Não chegaram ao centro do poder, mas nunca estiveram tão perto. Não houve banho de sangue, mas manifestantes morreram. Maputo viveu protesto "sem precedentes na história do país". E não acabou.

Maputo sabe como foi dormir esta quinta-feira à noite: sem internet e com os despojos de um dia de “guerra”. Fumo na direção dos bairros, sinal de pneus ainda a arder a bloquear passagem para alguns subúrbios e para o aeroporto, “panelanço” na “cidade de cimento” das 19h às 21h, e depois o silêncio. Tal como o do governo, ou da Frelimo, que ainda nada disse sobre o que se passou durante o dia na capital de Moçambique.

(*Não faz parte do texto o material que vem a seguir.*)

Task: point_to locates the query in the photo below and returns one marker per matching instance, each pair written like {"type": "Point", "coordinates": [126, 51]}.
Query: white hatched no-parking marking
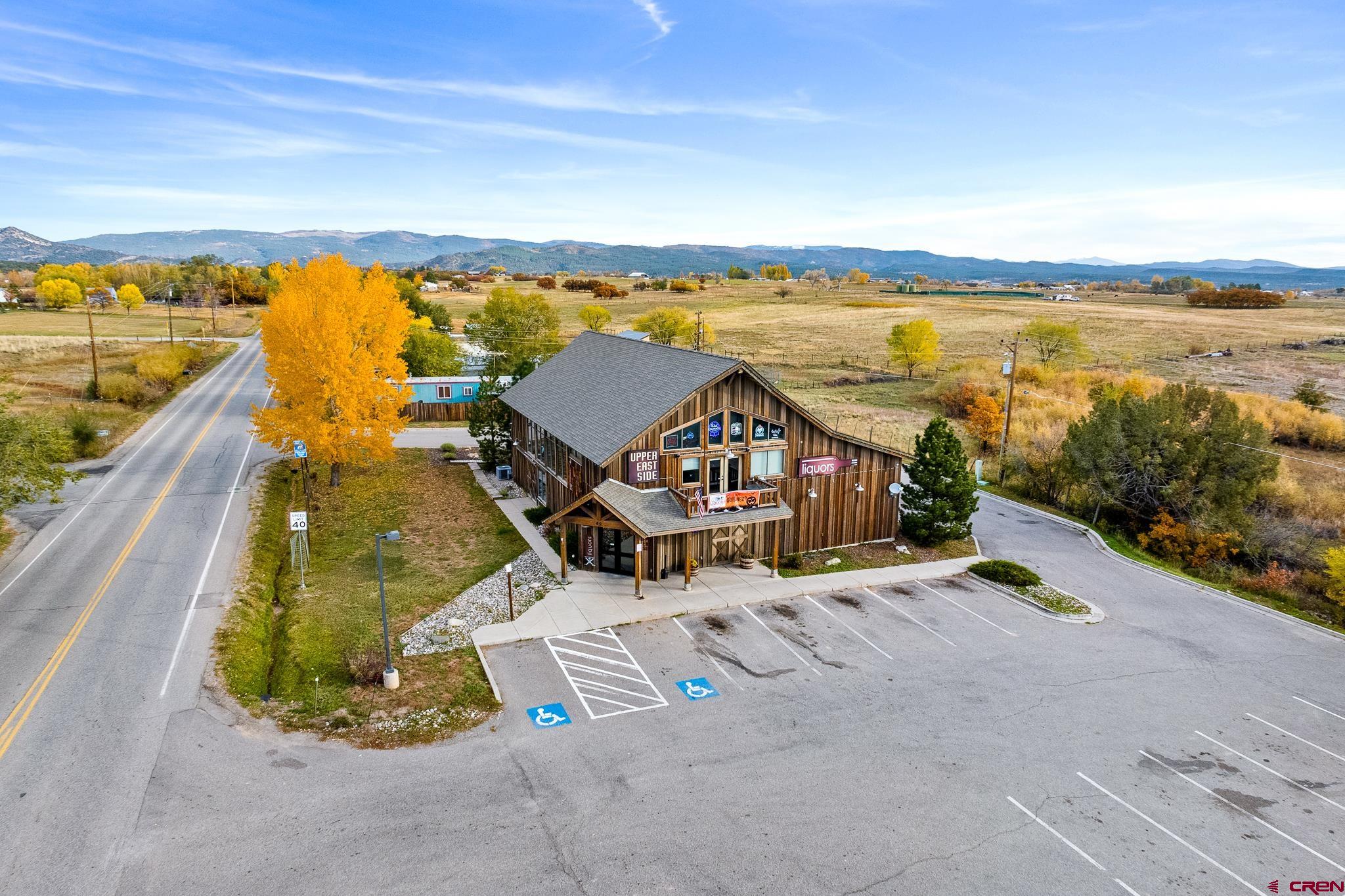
{"type": "Point", "coordinates": [603, 673]}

Nas ruas, sobram as marcas de uma revolta contida pela polícia: pedaços de borracha desfeita dos pneus incendiados e caixotes do lixo em cinzas, por vezes “alguns ainda em chamas”; pedras, paus e garrafas que os manifestantes atiraram às forças de segurança; balas, algumas de borracha e outra reais, e muitas cápsulas do gás lacrimogéneo que as forças de segurança lançaram contra quem protestava. No ar, um cheiro intenso a queimado e a gás lacrimogéneo. E, em alguns bairros, na descrição que uma moradora faz ao Observador, “sangue no chão”.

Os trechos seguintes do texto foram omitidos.